II. Wisconsin — Ron Johnson (R) Johnson is also viewed as one of the most vulnerable senators in his rematch with former Democratic Senator Russ Feingold whom he defeated in the Republican wave of 2010. Republican groups have scaled back funding as Johnson trails in the polls. Conflicting polls, however, are a bright spot for Johnson. While one poll has him down 13 points, another has him trailing by only a few points. Nevertheless, this looks like a win for Feingold.

III. New Hampshire — Kelly Ayotte (R) Ayotte likely will overcome her primary challenger in mid-September, but she faces a strong challenge in the general election from New Hampshire Governor Maggie Hassan. Hassan has maintained a narrow lead over Ayotte. Ayotte has distanced herself from Republican presidential nominee Donald Trump but part of Hassan’s strategy is to tie Ayotte to Trump. Hassan, who has been campaigning with Democratic nominee Hillary Clinton hurt her image somewhat when she dodged the question whether she thinks Clinton is trustworthy. She clarified her response later saying Clinton was trustworthy.

IV. Pennsylvania — Pat Toomey (R) Toomey has withheld his support for Donald Trump and this may be a factor in his strong campaign. Still, he has experienced a dip in the polls, which is attributed to Trump at the top of the ticket. Toomey faces a strong challenge from Katie McGinty, a little-known former gubernatorial chief-of-staff, who has been helped by Clinton’s consistent lead over Trump in Pennsylvania. McGinty has maintained a lead since mid-July.

V. Indiana — Open seat (R) Democratic challenger, former Senator Evan Bayh has a $9 million war chest and the benefit of name recognition, an advantage his Republican challenger, Representative Todd Young does not have. Polls show Bayh comfortably ahead in the race to replace retiring Senator Dan Coats. Republicans paint Bayh as a Washington lobbyist who has abandoned Indiana. A CNN report found he is classified as an “inactive” voter in Indiana. Indiana gone Democratic once in 52 years. This year could be the second time for Indiana.

VI. Nevada — Open seat (D) Nevada is one of Republicans’ only real pick-up opportunities. The race for Senate Minority Leader Harry Reid’s seat has been relatively quiet with limited polling.
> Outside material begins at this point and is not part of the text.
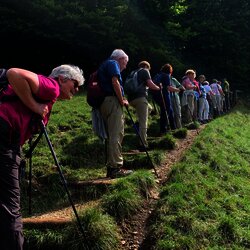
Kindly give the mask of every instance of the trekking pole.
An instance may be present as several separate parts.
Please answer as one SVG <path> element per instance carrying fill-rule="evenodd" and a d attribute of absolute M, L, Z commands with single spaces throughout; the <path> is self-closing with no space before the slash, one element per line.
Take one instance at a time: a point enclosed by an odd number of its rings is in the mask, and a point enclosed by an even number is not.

Reid has vowed to help keep the seat blue and elect former Nevada Attorney General Catherine Cortez Masto. But Representative Joe Heck is a strong Republican recruit who has kept the race a true tossup with a razor-thin margin. Heck has yet to be dragged down by Trump even in a state with a large Latino population.

VII. North Carolina – Richard Burr (R). North Carolina, new to this category, is the latest state where a real battle is shaping up. According to The Hill newspaper, former state Representative Deborah Ross, although not the Democrat’s first choice, has proven to be a strong fundraiser and has cut into Burr’s lead as Democratic presidential nominee Clinton performs well in North Carolina.

VIII. Ohio – Rob Portman (R) If Donald Trump’s presidential campaign is a drag on Republican Senate candidates, Portman is the exception. Although Clinton leads Trump by several points, Portman has a 15 point lead over Democratic candidate former Ohio Governor Ted Strickland. Portman has received four labor union endorsements that backed Strickland in his previous races. Portman and outside groups have inundated the airwaves with ads criticizing Strickland’s gubernatorial tenure, but the former governor recently hit back in his own ad that he led during the recession. This race could still be a tossup, but in reality we believe Portman will save this Republican held seat.

IX. Florida — Marco Rubio (R) Both Rubio and Representative Patrick Murphy (D) handily defeated primary challengers last week and immediately proceeded to attack each other. While the race is likely to tighten up by November, Rubio currently is favored to win re-election. In his favor is high name recognition following his presidential bid.  Murphy does not enjoy high name recognition and a win by Murphy would be major upset, but Rubio is looking like a winner with a 5.7 point lead.  Still Florida is a swing state and the presidential race remains close with Democratic nominee Hillary Clinton ahead but well within the margin of error. Rubio may not be able to open a significant lead over the next 2 months, but currently he has the edge.